🤖 AI Summary
This work proposes a semantic-aware sparse mixture-of-experts (MoE) architecture to address the limitations of existing definition modeling approaches in semantic diversity and domain specificity. By clustering training data to delineate semantic domains, the method trains compact, domain-specific language models as specialized semantic experts and introduces a domain-level routing mechanism to enable fine-grained expert specialization. The architecture supports efficient inference and scalable expert expansion at test time. Evaluated on five mainstream benchmarks, the model achieves a 7% improvement in BLEU score over the previous state-of-the-art, with expert specialization contributing nearly a 10% gain in definition quality. Moreover, the domain-level routing strategy demonstrates higher computational efficiency compared to conventional token-level routing.
📝 Abstract
We introduce LM-Lexicon, an innovative definition modeling approach that incorporates data clustering, semantic expert learning, and model merging using a sparse mixture-of-experts architecture.

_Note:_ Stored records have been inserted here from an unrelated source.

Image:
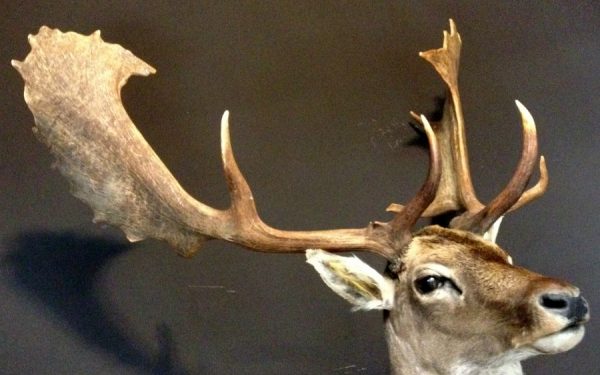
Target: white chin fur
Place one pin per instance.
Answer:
(560, 342)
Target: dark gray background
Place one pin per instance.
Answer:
(319, 93)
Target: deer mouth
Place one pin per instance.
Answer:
(561, 341)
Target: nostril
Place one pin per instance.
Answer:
(554, 301)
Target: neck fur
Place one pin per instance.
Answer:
(411, 357)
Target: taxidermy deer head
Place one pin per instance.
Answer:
(454, 301)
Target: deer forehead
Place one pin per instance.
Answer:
(453, 247)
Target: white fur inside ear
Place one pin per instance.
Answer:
(354, 280)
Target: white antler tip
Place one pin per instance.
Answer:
(528, 120)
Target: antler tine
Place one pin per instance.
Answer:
(456, 192)
(407, 216)
(482, 220)
(242, 201)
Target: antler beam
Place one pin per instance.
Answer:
(456, 192)
(72, 86)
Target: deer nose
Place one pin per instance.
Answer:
(573, 308)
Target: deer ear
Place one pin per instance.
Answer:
(353, 280)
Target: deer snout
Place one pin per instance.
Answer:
(574, 308)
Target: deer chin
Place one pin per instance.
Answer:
(560, 341)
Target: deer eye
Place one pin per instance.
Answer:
(430, 283)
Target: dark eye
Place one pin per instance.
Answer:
(428, 284)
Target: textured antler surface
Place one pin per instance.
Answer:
(456, 192)
(72, 86)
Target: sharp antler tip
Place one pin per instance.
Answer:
(528, 121)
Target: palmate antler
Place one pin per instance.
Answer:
(72, 86)
(456, 193)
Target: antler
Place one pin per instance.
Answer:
(456, 192)
(72, 86)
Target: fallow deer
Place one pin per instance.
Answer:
(454, 303)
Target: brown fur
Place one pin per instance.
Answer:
(497, 312)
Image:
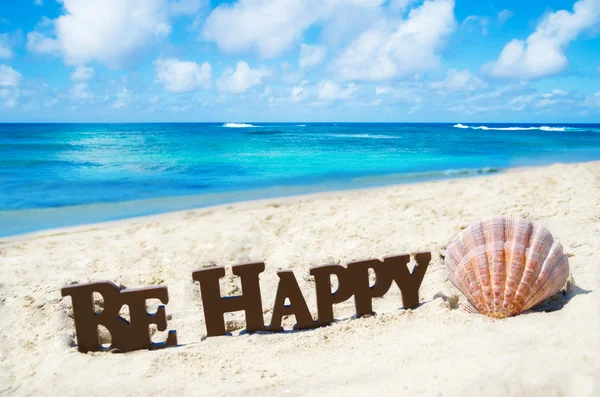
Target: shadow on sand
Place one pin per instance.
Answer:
(560, 299)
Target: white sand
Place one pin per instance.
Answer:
(431, 350)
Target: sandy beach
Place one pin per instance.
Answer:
(435, 349)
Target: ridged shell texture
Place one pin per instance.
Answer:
(506, 265)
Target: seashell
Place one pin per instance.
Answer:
(506, 265)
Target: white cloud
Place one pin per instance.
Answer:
(401, 5)
(329, 90)
(542, 54)
(40, 44)
(5, 46)
(505, 15)
(185, 7)
(271, 27)
(459, 80)
(9, 77)
(481, 22)
(241, 79)
(83, 35)
(182, 76)
(82, 73)
(300, 92)
(311, 55)
(399, 48)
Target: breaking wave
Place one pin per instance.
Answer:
(238, 125)
(542, 128)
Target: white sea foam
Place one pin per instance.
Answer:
(486, 128)
(238, 125)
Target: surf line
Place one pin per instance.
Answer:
(134, 334)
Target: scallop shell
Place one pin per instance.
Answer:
(506, 265)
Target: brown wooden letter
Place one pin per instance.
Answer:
(325, 298)
(288, 289)
(215, 305)
(363, 292)
(409, 283)
(125, 336)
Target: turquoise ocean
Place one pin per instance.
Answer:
(56, 175)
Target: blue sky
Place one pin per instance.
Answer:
(300, 60)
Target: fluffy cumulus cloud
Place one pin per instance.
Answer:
(300, 92)
(82, 35)
(82, 73)
(270, 27)
(182, 76)
(543, 53)
(241, 79)
(311, 55)
(459, 80)
(398, 48)
(185, 7)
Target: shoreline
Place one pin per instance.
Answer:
(388, 352)
(130, 210)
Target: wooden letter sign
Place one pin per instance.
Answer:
(126, 335)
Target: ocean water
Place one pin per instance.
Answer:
(54, 175)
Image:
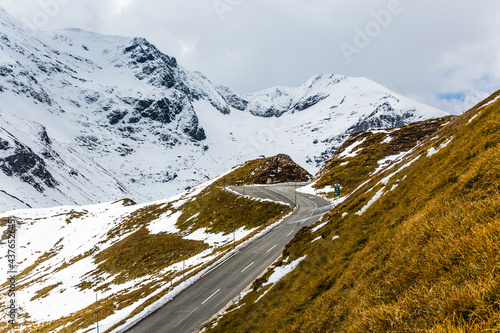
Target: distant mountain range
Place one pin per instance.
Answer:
(87, 118)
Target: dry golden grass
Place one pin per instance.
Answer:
(425, 257)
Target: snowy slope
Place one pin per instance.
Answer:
(87, 118)
(60, 250)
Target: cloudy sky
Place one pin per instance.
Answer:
(444, 53)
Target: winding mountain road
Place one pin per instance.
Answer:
(199, 302)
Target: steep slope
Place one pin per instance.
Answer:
(412, 245)
(133, 256)
(107, 117)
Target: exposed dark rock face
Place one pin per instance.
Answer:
(308, 102)
(384, 116)
(232, 98)
(156, 67)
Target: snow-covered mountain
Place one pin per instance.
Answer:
(87, 118)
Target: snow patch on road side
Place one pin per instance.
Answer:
(228, 189)
(349, 151)
(319, 226)
(179, 288)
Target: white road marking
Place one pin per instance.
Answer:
(210, 297)
(247, 267)
(186, 317)
(272, 248)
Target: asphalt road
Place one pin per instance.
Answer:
(199, 302)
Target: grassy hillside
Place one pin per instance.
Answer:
(415, 248)
(132, 255)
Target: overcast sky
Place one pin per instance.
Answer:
(443, 53)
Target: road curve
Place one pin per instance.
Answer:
(199, 302)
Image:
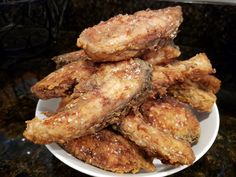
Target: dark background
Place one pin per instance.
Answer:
(28, 45)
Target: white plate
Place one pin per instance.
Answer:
(209, 129)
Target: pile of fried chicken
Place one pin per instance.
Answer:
(125, 97)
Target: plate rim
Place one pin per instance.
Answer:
(51, 147)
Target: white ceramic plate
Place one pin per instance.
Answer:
(209, 129)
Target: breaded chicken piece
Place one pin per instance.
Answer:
(209, 83)
(67, 58)
(156, 142)
(62, 81)
(191, 93)
(112, 91)
(126, 36)
(163, 55)
(173, 117)
(165, 76)
(109, 151)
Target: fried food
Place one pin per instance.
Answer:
(172, 117)
(111, 92)
(163, 55)
(67, 58)
(126, 36)
(209, 83)
(156, 142)
(191, 93)
(165, 76)
(62, 81)
(109, 151)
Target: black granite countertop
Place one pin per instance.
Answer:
(208, 28)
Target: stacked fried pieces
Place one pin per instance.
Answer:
(126, 97)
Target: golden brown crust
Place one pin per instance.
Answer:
(62, 81)
(126, 36)
(67, 58)
(191, 93)
(209, 83)
(109, 151)
(157, 143)
(172, 117)
(165, 76)
(111, 92)
(163, 55)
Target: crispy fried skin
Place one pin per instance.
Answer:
(62, 81)
(173, 117)
(126, 36)
(163, 55)
(67, 58)
(109, 151)
(209, 83)
(165, 76)
(113, 90)
(191, 93)
(157, 143)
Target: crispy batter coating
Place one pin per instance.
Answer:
(112, 91)
(209, 83)
(109, 151)
(67, 58)
(165, 76)
(62, 81)
(173, 117)
(191, 93)
(163, 55)
(126, 36)
(156, 142)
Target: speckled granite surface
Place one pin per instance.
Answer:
(206, 28)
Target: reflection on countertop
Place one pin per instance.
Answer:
(206, 28)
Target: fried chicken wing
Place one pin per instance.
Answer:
(157, 143)
(126, 36)
(191, 93)
(165, 76)
(62, 81)
(67, 58)
(113, 90)
(163, 55)
(109, 151)
(173, 117)
(209, 83)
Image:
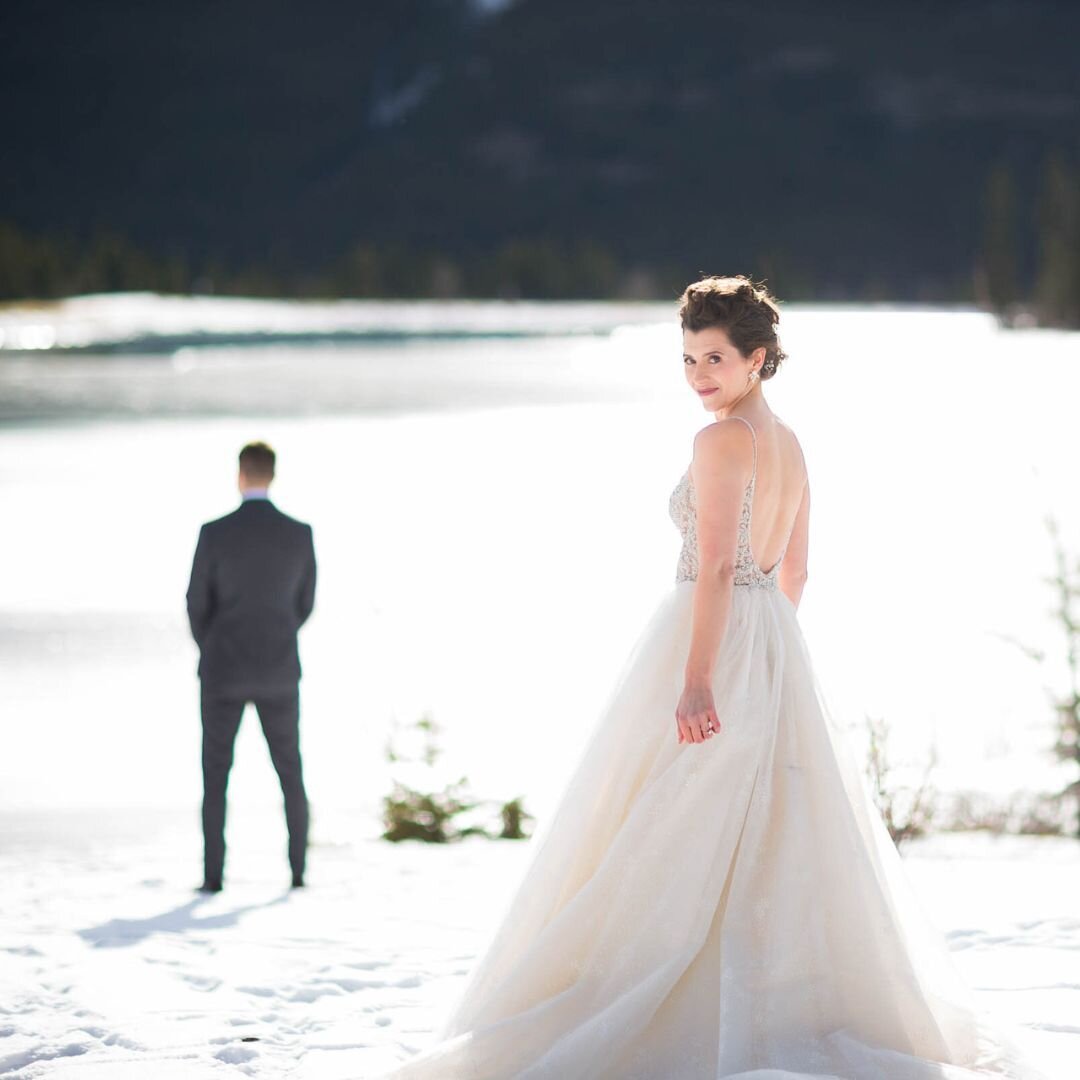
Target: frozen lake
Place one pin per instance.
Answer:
(491, 528)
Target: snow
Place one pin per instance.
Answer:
(113, 968)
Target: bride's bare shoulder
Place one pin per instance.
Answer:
(724, 441)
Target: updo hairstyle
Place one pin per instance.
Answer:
(744, 311)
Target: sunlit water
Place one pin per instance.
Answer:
(490, 520)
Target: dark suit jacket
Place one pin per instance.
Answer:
(253, 585)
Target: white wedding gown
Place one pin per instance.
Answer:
(732, 908)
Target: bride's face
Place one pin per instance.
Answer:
(715, 369)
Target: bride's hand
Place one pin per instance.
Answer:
(696, 715)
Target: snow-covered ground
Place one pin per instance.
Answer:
(113, 969)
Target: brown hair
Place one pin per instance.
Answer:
(257, 461)
(744, 311)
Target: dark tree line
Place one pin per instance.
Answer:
(48, 267)
(1047, 292)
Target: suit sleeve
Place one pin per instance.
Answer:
(202, 602)
(306, 596)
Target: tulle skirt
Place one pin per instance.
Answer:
(732, 908)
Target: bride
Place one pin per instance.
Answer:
(715, 895)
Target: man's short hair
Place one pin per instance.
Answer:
(257, 461)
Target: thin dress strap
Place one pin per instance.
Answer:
(753, 433)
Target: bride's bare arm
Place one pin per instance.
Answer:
(793, 570)
(723, 460)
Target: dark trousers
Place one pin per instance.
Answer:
(280, 717)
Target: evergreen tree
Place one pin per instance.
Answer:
(998, 269)
(1057, 287)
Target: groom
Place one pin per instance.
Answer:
(253, 585)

By decomposing the definition modeling task into specialized semantic domains, where small language models are trained as domain experts, LM-Lexicon achieves substantial improvements (+7% BLEU score compared with the prior state-of-the-art model) over existing methods on five widely used benchmarks. Empirically, we demonstrate that 1) the clustering strategy enables fine-grained expert specialization with nearly 10% improvement in definition quality; 2) the semantic-aware domain-level routing mechanism achieves higher expert efficacy (+1%) than conventional token-level routing; and 3) further performance gains can be obtained through test-time compute and semantic expert scaling. Our work advances definition modeling while providing insights into the development of efficient language models for semantic-intensive applications.